Because they came seeking Christ and his love, joy, peace, patience, kindness, gentleness and found . . .this.

It was hard enough becoming Catholic from my background in the Seattle of the late 80's. If I had approached the Church and encountered this stuff, I would have run a hundred miles in the other direction and not looked back. I would have known instantly that this was not of the Spirit of Christ and probably drawn the conclusion that a Church that seemed to accept and fostered it could not be of Christ either.

I would have been wrong - but how would I know?

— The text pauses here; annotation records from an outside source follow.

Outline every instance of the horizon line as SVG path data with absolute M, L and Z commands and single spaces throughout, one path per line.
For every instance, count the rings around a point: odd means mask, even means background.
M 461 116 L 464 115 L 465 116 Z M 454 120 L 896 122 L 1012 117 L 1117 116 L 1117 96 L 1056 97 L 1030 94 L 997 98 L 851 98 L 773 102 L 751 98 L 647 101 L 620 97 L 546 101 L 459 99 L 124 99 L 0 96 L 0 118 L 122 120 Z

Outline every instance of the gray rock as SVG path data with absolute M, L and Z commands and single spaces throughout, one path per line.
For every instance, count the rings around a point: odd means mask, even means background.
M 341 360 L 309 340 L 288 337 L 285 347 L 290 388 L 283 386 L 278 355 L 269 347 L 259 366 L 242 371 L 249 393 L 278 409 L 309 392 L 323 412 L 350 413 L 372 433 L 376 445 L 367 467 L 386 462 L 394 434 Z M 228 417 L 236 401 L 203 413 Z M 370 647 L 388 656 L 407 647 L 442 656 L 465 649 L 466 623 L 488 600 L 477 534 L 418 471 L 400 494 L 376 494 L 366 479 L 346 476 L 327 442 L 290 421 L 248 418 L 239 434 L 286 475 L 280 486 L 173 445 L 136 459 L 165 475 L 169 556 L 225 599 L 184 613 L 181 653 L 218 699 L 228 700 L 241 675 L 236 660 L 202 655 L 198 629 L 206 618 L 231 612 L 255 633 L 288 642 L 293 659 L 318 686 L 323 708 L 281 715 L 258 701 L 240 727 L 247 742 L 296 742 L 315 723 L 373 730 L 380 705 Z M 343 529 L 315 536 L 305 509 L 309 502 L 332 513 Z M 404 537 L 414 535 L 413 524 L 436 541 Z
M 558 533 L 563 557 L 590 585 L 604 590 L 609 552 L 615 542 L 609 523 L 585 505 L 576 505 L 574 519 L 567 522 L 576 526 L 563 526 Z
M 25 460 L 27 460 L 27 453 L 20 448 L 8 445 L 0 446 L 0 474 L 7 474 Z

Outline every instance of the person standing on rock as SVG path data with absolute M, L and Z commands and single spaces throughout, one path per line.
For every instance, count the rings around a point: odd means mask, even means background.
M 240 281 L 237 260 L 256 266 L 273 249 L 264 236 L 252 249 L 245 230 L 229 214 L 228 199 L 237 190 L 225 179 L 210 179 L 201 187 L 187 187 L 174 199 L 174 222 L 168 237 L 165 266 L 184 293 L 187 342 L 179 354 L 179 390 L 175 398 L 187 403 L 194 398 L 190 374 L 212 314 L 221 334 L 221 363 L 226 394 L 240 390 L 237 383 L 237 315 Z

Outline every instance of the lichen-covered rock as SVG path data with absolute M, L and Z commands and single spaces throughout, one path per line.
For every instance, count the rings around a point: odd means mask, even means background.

Especially if,(God forbid!) I was getting most of my understanding of the Church from blogs!
Thanks Sherry.


Anonymous said...

Liturgy is the center of Catholic life, so it is important. It is not a toxic issue. It is the most important issue, which is why it generates so much discussion. It is not confined to blogs. There are plenty of journals and symposia devoted to the subject.

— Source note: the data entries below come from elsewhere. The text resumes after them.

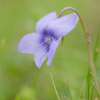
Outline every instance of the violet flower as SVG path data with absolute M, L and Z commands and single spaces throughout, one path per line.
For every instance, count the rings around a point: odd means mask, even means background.
M 34 61 L 38 68 L 48 57 L 47 65 L 49 66 L 60 39 L 68 34 L 76 23 L 77 15 L 75 13 L 57 18 L 56 12 L 51 12 L 37 22 L 37 33 L 29 33 L 20 40 L 18 51 L 34 54 Z

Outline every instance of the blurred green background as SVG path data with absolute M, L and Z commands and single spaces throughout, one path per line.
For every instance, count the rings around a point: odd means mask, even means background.
M 34 55 L 17 50 L 24 35 L 36 32 L 36 23 L 41 17 L 52 11 L 59 14 L 64 7 L 77 9 L 85 22 L 92 52 L 96 54 L 95 66 L 100 80 L 100 35 L 96 43 L 100 0 L 0 0 L 0 100 L 57 100 L 50 72 L 62 100 L 67 100 L 64 96 L 71 100 L 67 80 L 74 100 L 82 100 L 89 61 L 80 22 L 65 36 L 64 44 L 60 43 L 50 67 L 46 60 L 38 69 Z M 69 13 L 72 12 L 64 14 Z

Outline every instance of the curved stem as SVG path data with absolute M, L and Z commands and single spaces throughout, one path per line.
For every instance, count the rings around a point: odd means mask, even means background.
M 89 56 L 89 63 L 90 63 L 91 72 L 93 73 L 93 75 L 95 77 L 97 77 L 96 72 L 95 72 L 94 63 L 93 63 L 93 57 L 92 57 L 92 51 L 91 51 L 91 41 L 90 41 L 89 33 L 87 32 L 87 30 L 85 28 L 84 21 L 83 21 L 81 15 L 78 13 L 78 11 L 76 9 L 72 8 L 72 7 L 66 7 L 66 8 L 64 8 L 60 12 L 60 14 L 58 15 L 58 18 L 60 18 L 62 16 L 62 14 L 66 10 L 74 11 L 78 15 L 78 17 L 80 19 L 80 22 L 81 22 L 81 25 L 82 25 L 82 28 L 83 28 L 83 31 L 84 31 L 84 35 L 85 35 L 85 38 L 86 38 L 86 41 L 87 41 L 87 50 L 88 50 L 88 56 Z M 95 82 L 95 86 L 96 86 L 98 92 L 100 93 L 99 83 L 98 83 L 98 81 L 94 77 L 93 77 L 93 79 L 94 79 L 94 82 Z

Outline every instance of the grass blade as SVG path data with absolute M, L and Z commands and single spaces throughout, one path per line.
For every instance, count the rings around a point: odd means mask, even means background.
M 90 74 L 99 82 L 100 84 L 100 81 L 90 72 Z
M 84 80 L 84 90 L 83 90 L 83 100 L 85 100 L 85 91 L 86 91 L 86 79 Z
M 71 98 L 72 98 L 72 100 L 74 100 L 74 99 L 73 99 L 72 91 L 71 91 L 71 88 L 70 88 L 70 85 L 69 85 L 68 80 L 67 80 L 67 84 L 68 84 L 68 87 L 69 87 L 69 90 L 70 90 Z
M 94 89 L 94 85 L 93 85 L 92 91 L 91 91 L 91 100 L 92 100 L 92 97 L 93 97 L 93 89 Z
M 92 85 L 94 85 L 94 88 L 95 88 L 95 90 L 96 90 L 96 92 L 97 92 L 98 96 L 100 97 L 100 94 L 99 94 L 99 92 L 98 92 L 97 88 L 95 87 L 95 84 L 93 83 L 93 81 L 91 81 L 91 82 L 92 82 Z
M 100 27 L 100 24 L 99 24 L 99 27 Z M 97 34 L 97 39 L 96 39 L 96 43 L 95 43 L 95 47 L 94 47 L 94 56 L 93 56 L 94 62 L 96 61 L 96 58 L 97 58 L 97 55 L 98 55 L 97 47 L 99 45 L 99 41 L 100 41 L 100 28 L 99 28 L 99 31 L 98 31 L 98 34 Z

Here is what Pope Benedict said about liturgical song in Sacramentum caritatis:

"42. In the ars celebrandi, liturgical song has a pre-eminent place. (126) Saint Augustine rightly says in a famous sermon that "the new man sings a new song. Singing is an expression of joy and, if we consider the matter, an expression of love" (127). The People of God assembled for the liturgy sings the praises of God. In the course of her two-thousand-year history, the Church has created, and still creates, music and songs which represent a rich patrimony of faith and love. This heritage must not be lost. Certainly as far as the liturgy is concerned, we cannot say that one song is as good as another. Generic improvisation or the introduction of musical genres which fail to respect the meaning of the liturgy should be avoided. As an element of the liturgy, song should be well integrated into the overall celebration (128). Consequently everything – texts, music, execution – ought to correspond to the meaning of the mystery being celebrated, the structure of the rite and the liturgical seasons (129). Finally, while respecting various styles and different and highly praiseworthy traditions, I desire, in accordance with the request advanced by the Synod Fathers, that Gregorian chant be suitably esteemed and employed (130) as the chant proper to the Roman liturgy (131)."

One song is not as good as another, as the Pope says. And we are to avoid musical genres that disrespect the liturgy. And Pope Benedict puts chant in first place. People may want to use song of their time and place, but it may not be appropriate for Catholic liturgy. And this is according to Pope Benedict.


Anonymous said...

God bless Sherry and her ministry, but I find her critique rather disenguous.

After all, much of Sherry's M.O. consists of continual and broad generalizations about the state of the inner lives of ordinary Catholics, mostly that they are not "disciples," that their inner spiritual lives are deficient and so on.

Honestly, if I were a seeker stumbling across the Siena blog, I would say, "Wow. Catholics are faithfless losers, evidently. Move on!"

Further, she is positing here, that she is "experienced" while those who are concerned with liturgy are not. I would suggest that the vast majority of people posting on liturgy at the New Liturgical Movement blog and other liturgically-oriented blogs are people who are actively engaged in liturgical ministries and who know what they're talking about.

And I think the Pope's concern for liturgy merits more than a pat on the head for the old fellow from Ms. Weddell. She wants respect for her efforts. The feeling is mutual.